After the first 35 days, they moved us to the Zamfara part of the forest. We were not kept in one place even in the Zamfara forest because they kept changing places for us. We were left outside their shades. In the night, they left us with their juniors who watched over us while they go to sleep. Only the male among us were tied with two padlocks.
Did you tell them you were pregnant when they kidnapped you?
No. They were always shouting at us and saying they would kill us if our family didn’t bring money. So, I didn’t tell them I was pregnant because even when I was frequently sick, they didn’t even bother to ask or help me, it was some older women we were with who took care of me.
And again, we were not being given food frequently. They were merciless. We ate twice in the first month of our abduction before they reduced it to once daily. They would just bring raw Guinea corn and ask us to prepare meal for everyone in the camp. They left to us to our own devices on how to grind it and prepare the food.
How did you give birth, did the bandits help you?
I was sick and in serious labour for two days before the older women told some of the bandits. The boys among them were a bit nice to us. So, when they told them I was sick, one of the boys called the senior bandits, who said their Oga said he would come himself. When the Oga came, he told me to stand, but I couldn’t. He forced me to stand and when I did, I started feeling dizzy and I nearly collapse if not for this woman (points at an elderly woman sitting beside her). He said I didn’t have blood and that I needed to see a doctor.
When some of us pleaded that they should help and take me out of the bush so that I could go home, they threatened to kill them. They said our family should bring money. They said N100 million Naira should be the ransom for us. But by then they had even stopped discussing with our families back home.
They didn’t even know that I had delivered because it was in the night and only the boys were there with us. I thought I would die because of the pain and trauma of giving birth in the forest. For the five days that she was born only once they gave us water to bath her. The elderly woman here helped and took care of the baby when I fainted.
The baby is wearing new cloth; how did you get them for her?
They gave us in Zamfara state. Even this one that I’m wearing, they gave it to us in Zamfara. They also called a doctor who took the baby and myself to hospital before we were brought back to Katsina.
How did you escape?
When the aircraft (the Air force jet) came, they first asked us to lie down on our stomach because that was how they used to do. But the plane returned and passed. When it returned the third time, those kept to watch over us took their guns and started running because they thought the plane was targeting them. As soon as they start running, Malam Rabiu (another victim) started struggling to lose his padlock and that was how we all got up and started running.

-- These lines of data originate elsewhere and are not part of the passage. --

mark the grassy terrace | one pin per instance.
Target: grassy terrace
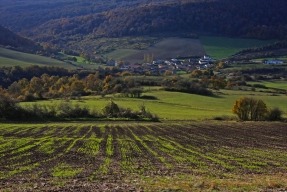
(182, 106)
(222, 47)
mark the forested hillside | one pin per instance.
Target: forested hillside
(11, 40)
(67, 24)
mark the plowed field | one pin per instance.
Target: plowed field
(180, 156)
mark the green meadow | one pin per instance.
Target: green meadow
(222, 47)
(181, 106)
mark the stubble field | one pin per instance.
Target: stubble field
(121, 156)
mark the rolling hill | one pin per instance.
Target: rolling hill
(15, 58)
(14, 41)
(66, 20)
(78, 25)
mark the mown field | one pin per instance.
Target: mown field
(217, 47)
(15, 58)
(223, 47)
(180, 106)
(167, 48)
(106, 156)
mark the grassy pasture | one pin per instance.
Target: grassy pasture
(222, 47)
(166, 48)
(14, 58)
(182, 106)
(184, 156)
(277, 84)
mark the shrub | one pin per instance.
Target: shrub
(111, 110)
(250, 109)
(274, 114)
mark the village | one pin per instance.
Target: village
(167, 66)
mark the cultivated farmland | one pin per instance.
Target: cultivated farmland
(166, 48)
(186, 156)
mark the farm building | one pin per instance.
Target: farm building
(273, 62)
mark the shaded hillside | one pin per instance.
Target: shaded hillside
(263, 19)
(11, 40)
(73, 25)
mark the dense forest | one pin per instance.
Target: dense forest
(67, 22)
(13, 41)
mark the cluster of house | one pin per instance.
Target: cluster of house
(273, 62)
(158, 67)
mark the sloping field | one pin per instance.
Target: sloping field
(223, 47)
(181, 106)
(14, 58)
(166, 49)
(185, 156)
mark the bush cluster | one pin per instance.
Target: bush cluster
(250, 109)
(10, 110)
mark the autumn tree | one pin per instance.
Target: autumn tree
(250, 109)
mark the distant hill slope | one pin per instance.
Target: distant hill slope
(14, 41)
(67, 22)
(15, 58)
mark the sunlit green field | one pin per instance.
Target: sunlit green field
(222, 47)
(182, 106)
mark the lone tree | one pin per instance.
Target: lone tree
(250, 109)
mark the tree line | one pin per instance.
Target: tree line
(10, 110)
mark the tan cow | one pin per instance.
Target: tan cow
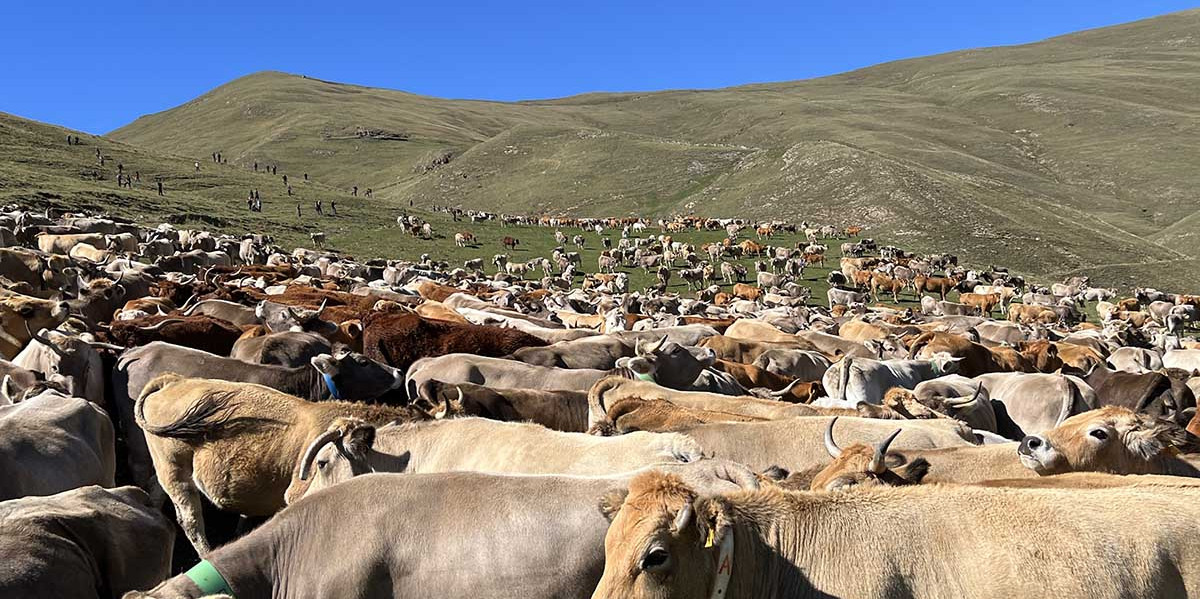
(19, 315)
(666, 541)
(237, 442)
(982, 301)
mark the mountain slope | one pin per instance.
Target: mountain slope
(1069, 154)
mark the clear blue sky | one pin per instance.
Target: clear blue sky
(97, 65)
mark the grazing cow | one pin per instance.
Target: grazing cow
(983, 303)
(844, 297)
(941, 286)
(88, 543)
(234, 442)
(760, 544)
(52, 443)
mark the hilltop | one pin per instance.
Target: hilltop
(1065, 155)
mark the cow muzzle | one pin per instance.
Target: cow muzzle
(1038, 454)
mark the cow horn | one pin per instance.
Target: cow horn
(877, 465)
(310, 454)
(45, 341)
(683, 517)
(786, 390)
(832, 445)
(161, 324)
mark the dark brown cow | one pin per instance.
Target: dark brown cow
(978, 359)
(400, 339)
(197, 331)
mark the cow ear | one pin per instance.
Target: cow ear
(713, 517)
(324, 364)
(611, 502)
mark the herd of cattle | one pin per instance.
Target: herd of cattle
(400, 429)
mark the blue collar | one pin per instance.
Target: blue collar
(333, 387)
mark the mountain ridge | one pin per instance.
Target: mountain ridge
(1066, 154)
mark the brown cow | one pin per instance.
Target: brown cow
(399, 339)
(939, 285)
(197, 331)
(747, 292)
(978, 359)
(982, 301)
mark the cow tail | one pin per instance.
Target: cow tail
(846, 363)
(919, 343)
(210, 412)
(598, 414)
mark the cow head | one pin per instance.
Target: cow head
(664, 541)
(281, 318)
(862, 465)
(355, 376)
(21, 313)
(70, 360)
(1109, 439)
(336, 455)
(667, 363)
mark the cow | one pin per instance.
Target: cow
(52, 443)
(941, 286)
(544, 562)
(862, 379)
(289, 348)
(21, 315)
(234, 442)
(203, 333)
(400, 339)
(88, 543)
(669, 541)
(978, 359)
(797, 364)
(1151, 393)
(983, 303)
(864, 466)
(477, 444)
(599, 352)
(663, 361)
(557, 409)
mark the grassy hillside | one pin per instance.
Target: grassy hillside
(39, 169)
(1065, 155)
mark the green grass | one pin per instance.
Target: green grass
(1073, 154)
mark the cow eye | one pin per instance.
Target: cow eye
(655, 559)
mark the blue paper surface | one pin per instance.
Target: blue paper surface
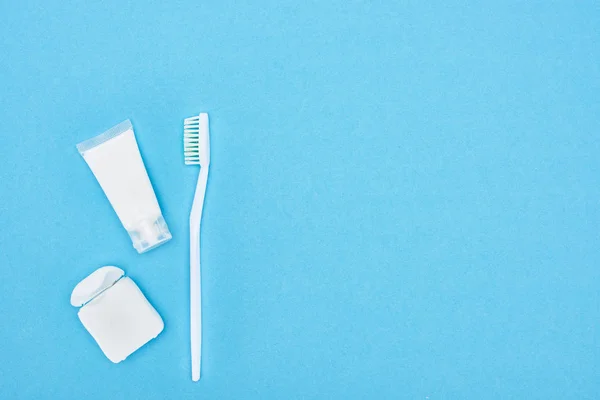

We ran for hours without looking back. Most of us were in the state of half nudity because all our clothes have worn out. We ran and finally reached a village under Birnin Magaji in Zamfara state. They took us in and gave us food to eat. We had our bath for the first time in five months. In the morning, the village head said officials from the local government were coming to take us and that was how we were taken to Gusau where we were medically examined and brought back to Katsina state.